Senior advocate Huzefa Ahmadi contended before a bench comprising justices Hemant Gupta and Sudhanshu Dhulia that most of the girls wearing hijab come from conservative families and queried what will be the natural fallout of this, and what is the degree of discipline affected by allowing someone to wear the hijab?

He vehemently argued that the state’s legitimate interest is to encourage diversity and not have uniformity in all practices and why should someone feel that someone’s religious observances obstruct secular education or unity?

Ahmadi argued that the state government order against wearing of hijab in schools misunderstands the concept of fraternity, and by prohibiting hijab in schools, the state government has virtually forced Muslim girl students out of school. He added that there was no legitimate interest of the state in imposing a ban. Huzefa said the GO, even if it appears to be neutral, has to be struck down for running foul of Article 14 of the Constitution. “If it targets a particular community,” he said, adding that certain students from a community have broken the stereotype and went to school with a headscarf.

Huzefa emphasised, “The GO will strike a death knell for their (students’) secular education” and contended that disallowing hijab would create barriers for education and fraternity. He said it would go contrary to the principle of fraternity in the preamble of the Constitution, if it is said that hijab would not be allowed.

Citing PUCL report, Ahmadi submitted that several students dropped out of school after the Karnataka High Court judgment on hijab on March 15. However, the top court expressed reservation on the neutrality of the report.
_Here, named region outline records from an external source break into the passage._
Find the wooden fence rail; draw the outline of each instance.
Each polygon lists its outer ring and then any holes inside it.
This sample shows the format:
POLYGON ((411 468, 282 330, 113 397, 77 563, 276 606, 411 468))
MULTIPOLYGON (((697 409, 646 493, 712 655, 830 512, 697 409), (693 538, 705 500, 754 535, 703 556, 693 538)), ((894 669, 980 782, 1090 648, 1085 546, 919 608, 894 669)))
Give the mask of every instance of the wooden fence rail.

Huzefa said if somebody is being provoked by girls wearing hijab that person should have a sense of brotherhood and fraternity.

Earlier during the day, senior advocate Rajeev Dhavan, representing some petitioners, submitted before the top court that once it was shown that wearing a hijab is a bonafide practice then it was permitted, while citing the apex court’s decision in the Bijoe Emmanuel case. Dhavan said that the conclusion of the Karnataka High Court was puzzling, as it said hijab was not mandatory due to the absence of prescription of penalties.

The bench queried Dhavan that his argument was that the courts were not equipped to decide the matter, and if a dispute arises then which forum will decide it? Dhavan said what was the dispute? Whether hijab was an essential practice? He added that hijab was worn all over the country, and as long as it was bonafide and prevalent, the practice must be allowed and there was no need to refer to the religious text.

On September 12, Senior advocate Yusuf Mucchala, representing petitioners in the hijab ban case, told the Supreme Court that Karnataka High Court faulted by opining wearing of the headscarf is not an essential practice of Islam, since the court had no expertise in the filed suit, it should not have gone into issue whether hijab was an essential religious practice by interpreting the Quran.

The hearing on the petitions challenging the Karnataka High Court’s judgement of March 15 upholding ban on Hijab in pre-university colleges will continue on Thursday.